The Great Persuasion: Reinventing Free Markets since the Depression
By Angus Burgin
Summary via publisher, Harvard University Press
Just as today’s observers struggle to justify the workings of the free market in the wake of a global economic crisis, an earlier generation of economists revisited their worldviews following the Great Depression. The Great Persuasion is an intellectual history of that project. Angus Burgin traces the evolution of postwar economic thought in order to reconsider many of the most basic assumptions of our market-centered world. Conservatives often point to Friedrich Hayek as the most influential defender of the free market. By examining the work of such organizations as the Mont Pèlerin Society, an international association founded by Hayek in 1947 and later led by Milton Friedman, Burgin reveals that Hayek and his colleagues were deeply conflicted about many of the enduring problems of capitalism. Far from adopting an uncompromising stance against the interventionist state, they developed a social philosophy that admitted significant constraints on the market. Postwar conservative thought was more dynamic and cosmopolitan than has previously been understood.
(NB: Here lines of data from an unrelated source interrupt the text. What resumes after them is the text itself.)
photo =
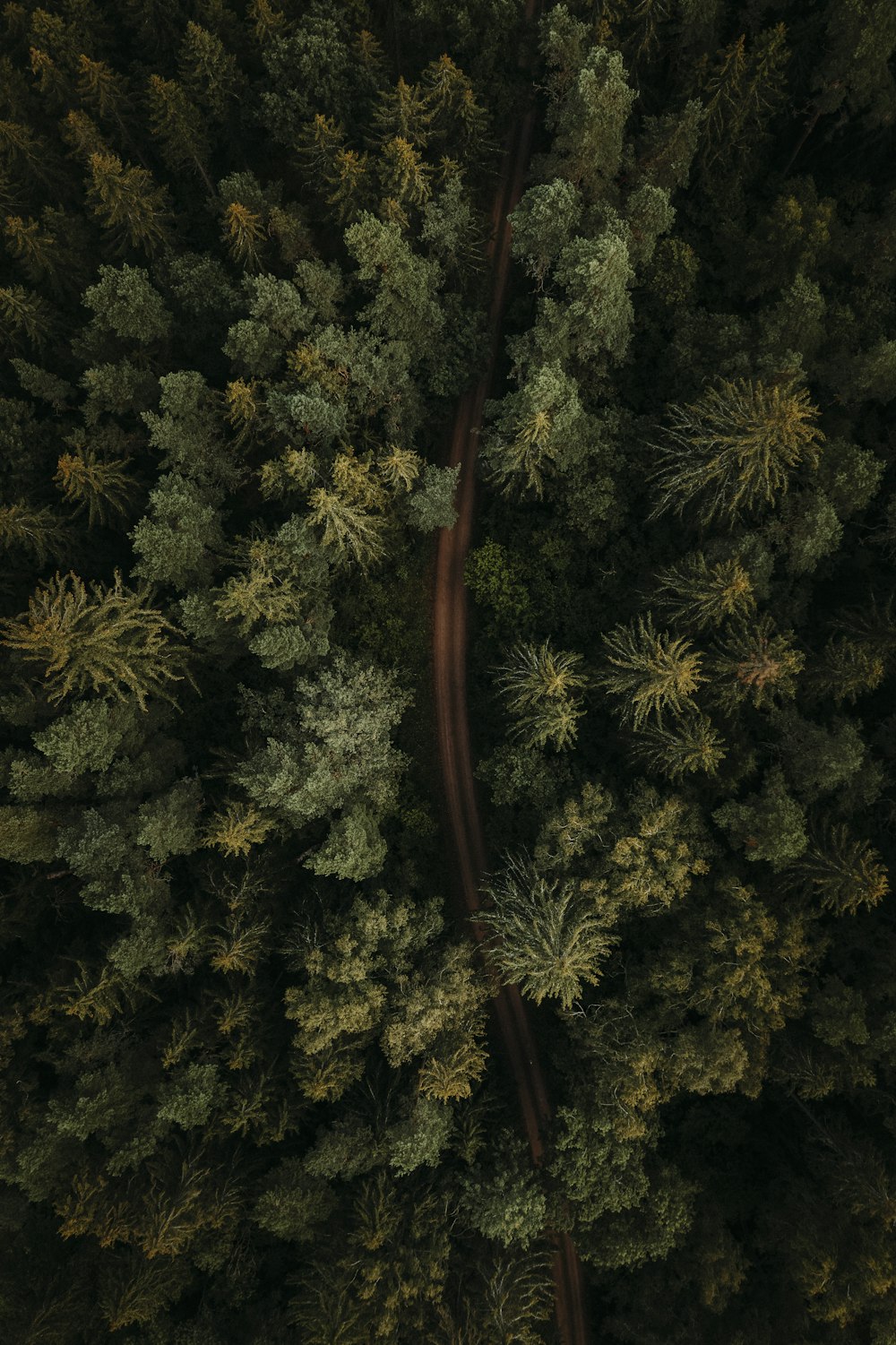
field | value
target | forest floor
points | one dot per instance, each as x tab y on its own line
450	671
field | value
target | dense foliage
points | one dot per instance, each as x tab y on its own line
246	1090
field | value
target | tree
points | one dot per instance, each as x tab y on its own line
107	639
842	873
125	301
35	530
742	93
769	824
735	448
541	690
99	486
332	748
243	234
432	504
179	128
207	70
598	316
24	316
537	431
691	744
180	539
547	935
650	671
405	287
542	225
754	660
128	202
702	595
590	105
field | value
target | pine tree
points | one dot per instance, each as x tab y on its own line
742	94
541	690
108	641
99	486
702	595
128	202
547	936
590	102
34	530
404	174
402	112
104	91
848	668
400	467
209	72
754	662
735	450
236	829
34	247
24	316
243	234
650	671
179	128
842	873
691	744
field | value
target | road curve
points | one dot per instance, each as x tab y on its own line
450	673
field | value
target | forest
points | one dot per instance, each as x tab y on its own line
257	1084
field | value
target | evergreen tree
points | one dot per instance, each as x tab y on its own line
702	595
547	936
101	487
105	639
650	671
541	689
128	202
735	448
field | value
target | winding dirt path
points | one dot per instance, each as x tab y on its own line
450	658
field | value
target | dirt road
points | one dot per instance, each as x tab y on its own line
450	658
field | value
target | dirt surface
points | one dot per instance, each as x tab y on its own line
450	660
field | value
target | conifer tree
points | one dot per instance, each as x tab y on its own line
128	202
842	873
702	595
34	530
177	126
754	662
541	687
651	671
691	744
107	639
243	234
104	91
24	317
547	936
99	486
209	70
735	450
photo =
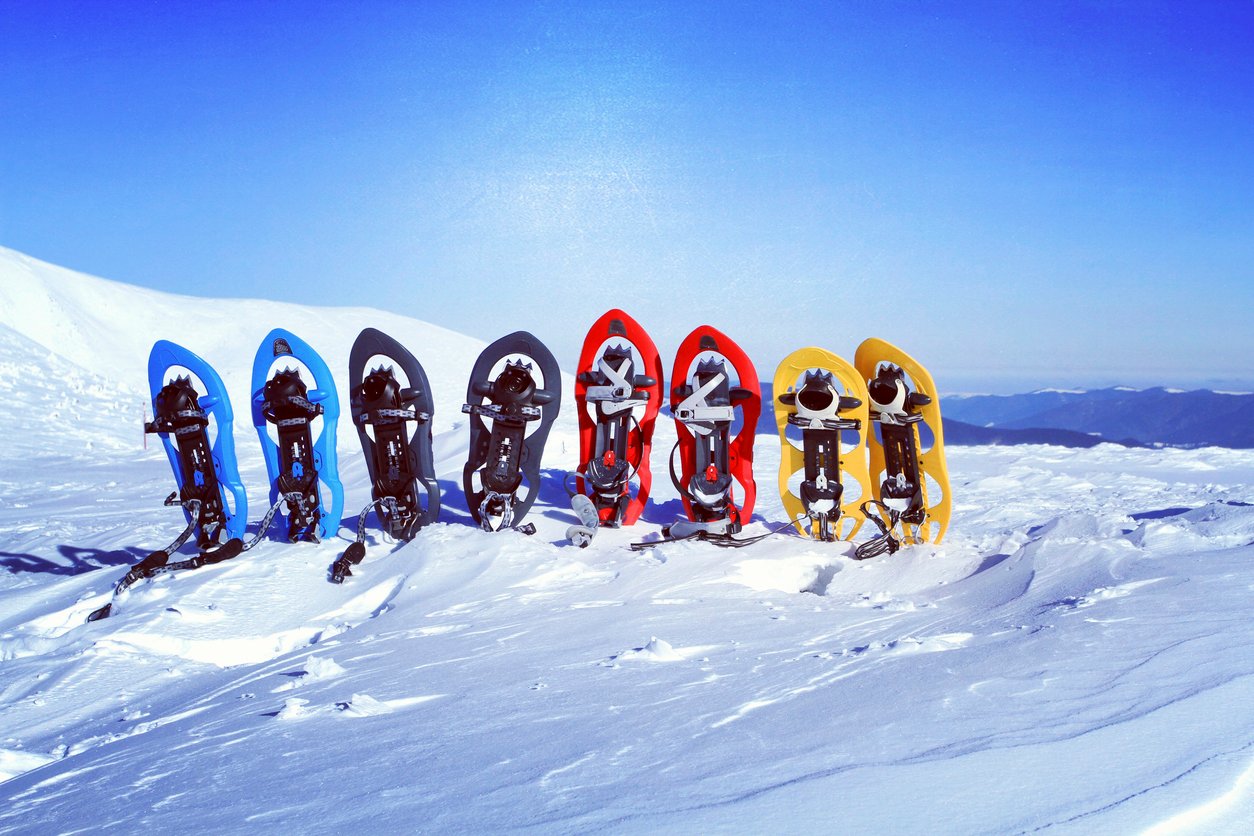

From Pleasure Machines to Moral Communities: An Evolutionary Economics without Homo economicus
By Geoffrey M. Hodgson
Summary via publisher, Chicago University Press
Are humans at their core seekers of their own pleasure or cooperative members of society? Paradoxically, they are both. Pleasure-seeking can take place only within the context of what works within a defined community, and central to any community are the evolved codes and principles guiding appropriate behavior, or morality. The complex interaction of morality and self-interest is at the heart of Geoffrey M. Hodgson’s approach to evolutionary economics, which is designed to bring about a better understanding of human behavior.